A exposição parece compreender esse reencontro com clareza.


Não se trata apenas de arte imersiva. Trata-se de uma experiência de memória compartilhada em grande escala.



Cada ambiente foi pensado para ativar camadas emocionais distintas. O visitante entra no quarto de Andy e, quase sem perceber, se vê reorganizando lembranças próprias, não necessariamente idênticas às dos filmes, mas conectadas a elas por sensações comuns. A memória não se limita a reproduzir o passado, ela o reconstrói com afeto, e a exposição atua como um gatilho gentil desse processo.


E então surgem os celulares.


Em vez de interromper a experiência, eles a ampliam. As pessoas registram não apenas imagens, mas a própria presença em um espaço que tem valor emocional. Fotografar a nostalgia também pode ser entendido como uma forma contemporânea de preservação de lembranças, uma tentativa de prolongar aquilo que foi sentido.


A Pixar oferece o imaginário. A produtora oferece a construção física desses universos. O shopping oferece o espaço de convivência e circulação. O público oferece sua disposição para se reconectar com histórias que fazem parte de sua formação emocional.


Tudo se integra de maneira orgânica.


Funciona de forma fluida.


“Mundo Pixar” evidencia uma característica muito contemporânea: a valorização da experiência como forma de presença. A sociedade atual não apenas consome histórias, ela deseja habitá-las por alguns instantes. Não basta lembrar da infância, é possível revisitá-la de maneira simbólica, compartilhada e sensorial, criando novas camadas de significado a partir de algo que já fazia parte da memória coletiva.


Existe também um aspecto interessante no fato de a exposição acontecer dentro de um shopping. Esse ambiente, tradicionalmente associado ao consumo, se transforma em espaço de encontro, convivência e experiência cultural. Entre lojas e praças de alimentação, abre-se uma oportunidade de contato com narrativas que atravessam gerações, tornando o cotidiano mais permeável à imaginação.

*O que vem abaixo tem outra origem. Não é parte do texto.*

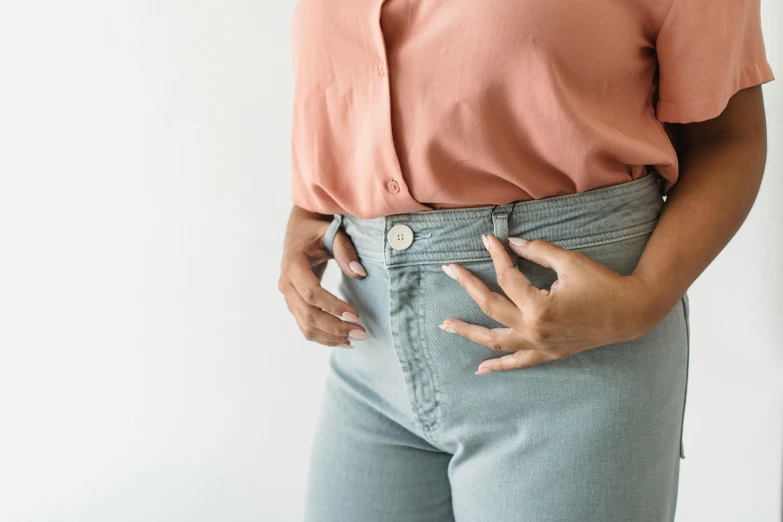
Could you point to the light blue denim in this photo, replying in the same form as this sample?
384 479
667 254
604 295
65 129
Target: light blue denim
407 432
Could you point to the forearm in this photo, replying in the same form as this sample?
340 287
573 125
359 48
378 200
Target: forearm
718 183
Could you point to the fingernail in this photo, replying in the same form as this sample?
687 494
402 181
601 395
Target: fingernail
357 267
358 335
449 271
446 328
350 317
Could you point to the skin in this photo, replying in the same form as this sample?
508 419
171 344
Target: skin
721 166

Forma-se, assim, uma experiência compartilhada. Pessoas diferentes, idades diferentes, histórias diferentes, todas atravessadas por personagens e mundos que oferecem pontos de conexão comuns.


Ainda assim, seria limitado reduzir a experiência apenas ao aspecto comercial. Existe algo genuinamente humano na forma como o público responde à exposição. Há um desejo coletivo de se reconectar com sentimentos de curiosidade, amizade e descoberta que marcaram fases anteriores da vida.


Talvez o maior mérito da exposição esteja em tornar visível algo que já existe: a permanência das histórias na memória afetiva das pessoas. Adultos não deixam de se encantar, apenas aprendem novas formas de reconhecer esse encantamento.


Nesse sentido, o sucesso de “Mundo Pixar” está menos em criar algo novo e mais em lembrar, de maneira sensível, que as histórias continuam vivas em quem as viveu.


E a Disney, nesse processo, atua como uma das grandes mediadoras contemporâneas desse reencontro entre memória, imaginação e experiência compartilhada.